Uma juíza para decidir questões espaciais
Ao contrário do que se pensa, a alta atmosfera do planeta Terra e o espaço exterior são áreas internacionais reguladas por critérios específicos. Existem assuntos importantes englobados nesta regulamentação, como a gestão do lixo espacial, a exploração e a observação de objetos que orbitam o planeta, cuja complexidade requer um árbitro especializado para discuti-los. Para isso foi criado o Escritório para Assuntos do Espaço Exterior da Organização das Nações Unidas (ONU). Sua diretora é a malaia Mazlan Othman [Foto], a primeira astrofísica de seu país, que também dá apoio ao Comitê de Usos Pacíficos do Espaço Exterior do mesmo órgão.

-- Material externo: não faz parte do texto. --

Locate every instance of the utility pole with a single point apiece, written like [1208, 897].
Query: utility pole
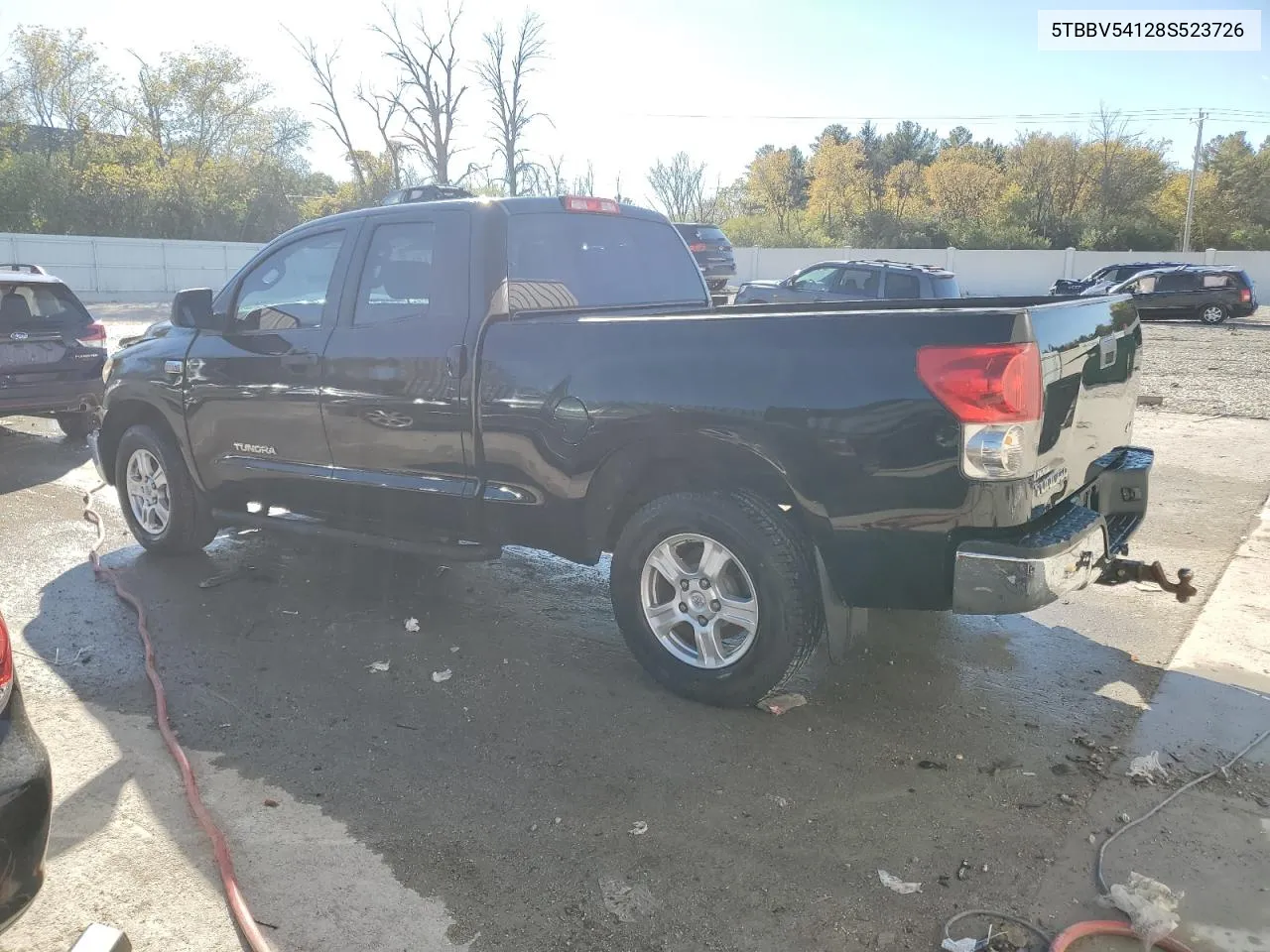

Dadas as responsabilidades de seu cargo, Mazlan bem que poderia ser considerada como uma embaixadora ou interlocutora do planeta Terra no caso de qualquer contato com civilizações alienígenas. Ao ser recentemente indagada se a humanidade estaria preparada para um encontro com outras formas de inteligência, sua resposta foi pragmática: “Não sei. A vida extraterrestre sempre foi associada a monstros do espaço, e sempre existiram risadas irônicas ou ceticismo sobre o tema. Suspeito que alguns cientistas devem ter pensado que encontraram algo significativo neste campo, mas preferem não falar sobre isso abertamente. O assunto deve ser encarado como uma discussão científica. Quando as pessoas se distanciarem das ideias frívolas e do discurso de charlatães, começaremos a ver o que realmente acontece quanto à vida extraterrestre”.